A normal continuing resolution funds the government at the same level as the previous budget. This bill does not. It cuts non-defense discretionary spending by $13 billion below last year’s level, while increasing military spending by $6 billion. It zeroes out funding for programs that fund homeless shelters and prevent child abuse. It cuts health care funding for clinics and hospitals, emergency preparedness for communities, clean water projects and tribal assistance. Meanwhile, it adds money for mass deportations, just as Immigrations and Customs Enforcement has illegally detained a green card holder for his political beliefs.

Most of the budget cuts are achieved by removing earmarks, which members of Congress put in to direct projects. But usually when earmarks are removed, the money goes back to the agency to decide how to distribute it. This maneuver cuts the earmarks and the money.

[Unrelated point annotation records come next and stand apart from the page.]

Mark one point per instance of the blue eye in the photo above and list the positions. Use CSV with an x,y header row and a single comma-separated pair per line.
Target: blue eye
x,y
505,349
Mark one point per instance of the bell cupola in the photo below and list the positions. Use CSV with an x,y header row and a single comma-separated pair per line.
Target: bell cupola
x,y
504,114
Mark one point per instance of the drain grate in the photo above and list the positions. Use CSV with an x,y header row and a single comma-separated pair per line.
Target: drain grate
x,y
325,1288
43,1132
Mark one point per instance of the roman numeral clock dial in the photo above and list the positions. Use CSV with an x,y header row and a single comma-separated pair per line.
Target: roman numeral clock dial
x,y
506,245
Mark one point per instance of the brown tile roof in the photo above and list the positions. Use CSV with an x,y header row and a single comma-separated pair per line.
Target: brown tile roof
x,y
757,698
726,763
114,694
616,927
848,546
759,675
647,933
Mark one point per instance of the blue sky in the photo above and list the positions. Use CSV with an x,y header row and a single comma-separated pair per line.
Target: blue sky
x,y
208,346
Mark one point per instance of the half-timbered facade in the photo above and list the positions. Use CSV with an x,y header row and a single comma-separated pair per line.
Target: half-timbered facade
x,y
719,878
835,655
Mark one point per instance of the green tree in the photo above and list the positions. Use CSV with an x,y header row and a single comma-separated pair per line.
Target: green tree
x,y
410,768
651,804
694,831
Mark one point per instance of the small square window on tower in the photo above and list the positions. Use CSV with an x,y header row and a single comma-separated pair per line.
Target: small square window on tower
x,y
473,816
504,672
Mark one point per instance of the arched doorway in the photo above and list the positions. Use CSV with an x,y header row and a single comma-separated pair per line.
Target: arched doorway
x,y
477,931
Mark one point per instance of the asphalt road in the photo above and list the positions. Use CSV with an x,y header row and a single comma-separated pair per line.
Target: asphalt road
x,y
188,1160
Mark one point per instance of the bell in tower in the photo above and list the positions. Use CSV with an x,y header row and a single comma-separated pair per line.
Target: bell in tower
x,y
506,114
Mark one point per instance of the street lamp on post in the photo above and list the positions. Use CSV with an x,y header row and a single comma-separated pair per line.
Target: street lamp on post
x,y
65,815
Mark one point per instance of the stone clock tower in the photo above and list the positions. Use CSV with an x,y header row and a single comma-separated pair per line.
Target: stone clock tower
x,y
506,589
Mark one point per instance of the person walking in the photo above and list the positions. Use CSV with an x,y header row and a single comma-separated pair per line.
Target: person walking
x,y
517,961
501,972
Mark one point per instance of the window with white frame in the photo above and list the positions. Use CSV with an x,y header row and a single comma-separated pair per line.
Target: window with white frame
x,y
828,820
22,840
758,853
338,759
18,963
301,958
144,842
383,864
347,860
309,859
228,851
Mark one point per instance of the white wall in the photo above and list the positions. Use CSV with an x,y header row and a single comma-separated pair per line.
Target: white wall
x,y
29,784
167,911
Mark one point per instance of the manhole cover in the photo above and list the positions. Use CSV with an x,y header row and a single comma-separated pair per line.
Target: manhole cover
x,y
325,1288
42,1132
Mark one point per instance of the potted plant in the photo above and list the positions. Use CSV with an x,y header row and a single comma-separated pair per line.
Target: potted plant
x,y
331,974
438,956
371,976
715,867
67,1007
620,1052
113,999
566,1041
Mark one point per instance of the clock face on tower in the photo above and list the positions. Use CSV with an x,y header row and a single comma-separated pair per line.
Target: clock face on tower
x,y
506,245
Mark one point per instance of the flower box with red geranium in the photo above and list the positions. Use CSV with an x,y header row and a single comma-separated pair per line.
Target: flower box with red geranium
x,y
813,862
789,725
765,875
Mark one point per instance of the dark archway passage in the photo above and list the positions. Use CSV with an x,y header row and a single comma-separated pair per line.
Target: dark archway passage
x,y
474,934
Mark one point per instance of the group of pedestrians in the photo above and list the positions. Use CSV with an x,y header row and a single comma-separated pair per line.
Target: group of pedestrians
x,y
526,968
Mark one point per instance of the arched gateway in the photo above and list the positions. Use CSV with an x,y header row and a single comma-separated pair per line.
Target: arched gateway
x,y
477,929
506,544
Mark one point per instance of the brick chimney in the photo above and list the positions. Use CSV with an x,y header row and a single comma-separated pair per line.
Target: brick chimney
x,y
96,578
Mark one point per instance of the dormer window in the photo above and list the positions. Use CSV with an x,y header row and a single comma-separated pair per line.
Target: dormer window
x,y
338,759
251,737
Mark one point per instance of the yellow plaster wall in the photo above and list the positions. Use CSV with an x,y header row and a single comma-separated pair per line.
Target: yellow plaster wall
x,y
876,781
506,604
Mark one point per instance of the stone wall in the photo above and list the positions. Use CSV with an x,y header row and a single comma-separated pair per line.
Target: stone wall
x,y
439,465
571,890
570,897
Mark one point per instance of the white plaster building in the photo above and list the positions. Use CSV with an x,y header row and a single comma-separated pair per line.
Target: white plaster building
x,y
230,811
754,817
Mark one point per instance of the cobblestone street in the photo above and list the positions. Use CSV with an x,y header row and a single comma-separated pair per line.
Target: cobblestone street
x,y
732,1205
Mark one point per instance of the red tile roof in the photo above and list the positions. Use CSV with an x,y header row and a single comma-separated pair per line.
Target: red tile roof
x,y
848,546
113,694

The House Republican bill also fails to fix a carryover of a $20 billion rescission to IRS money from the Inflation Reduction Act, effectively doubling that cut. This was kind of pre-ordained when Democrats punted on this in a prior continuing resolution last December, but it still means that practically all of the IRA’s funding for greater enforcement of tax collection is now gone.

The bill not only adds $6 billion to the Department of Defense’s enormous budget, but adds $8 billion in “transfer authority” that allows the agency to shift spending where they deem important, a flexibility no other agency gets.

While Republicans tout a $6 billion increase in veterans health care in the bill, they neglect to mention the removal of a $23 billion appropriation to the Toxic Exposure Fund to implement the PACT Act, which cares for veterans exposed to burn pits and other cancer-causing chemicals. While there’s an extra $2.2 billion for the Federal Emergency Management Agency’s disaster relief fund, there’s no additional money to support the rebuilding in southern California after the January wildfires.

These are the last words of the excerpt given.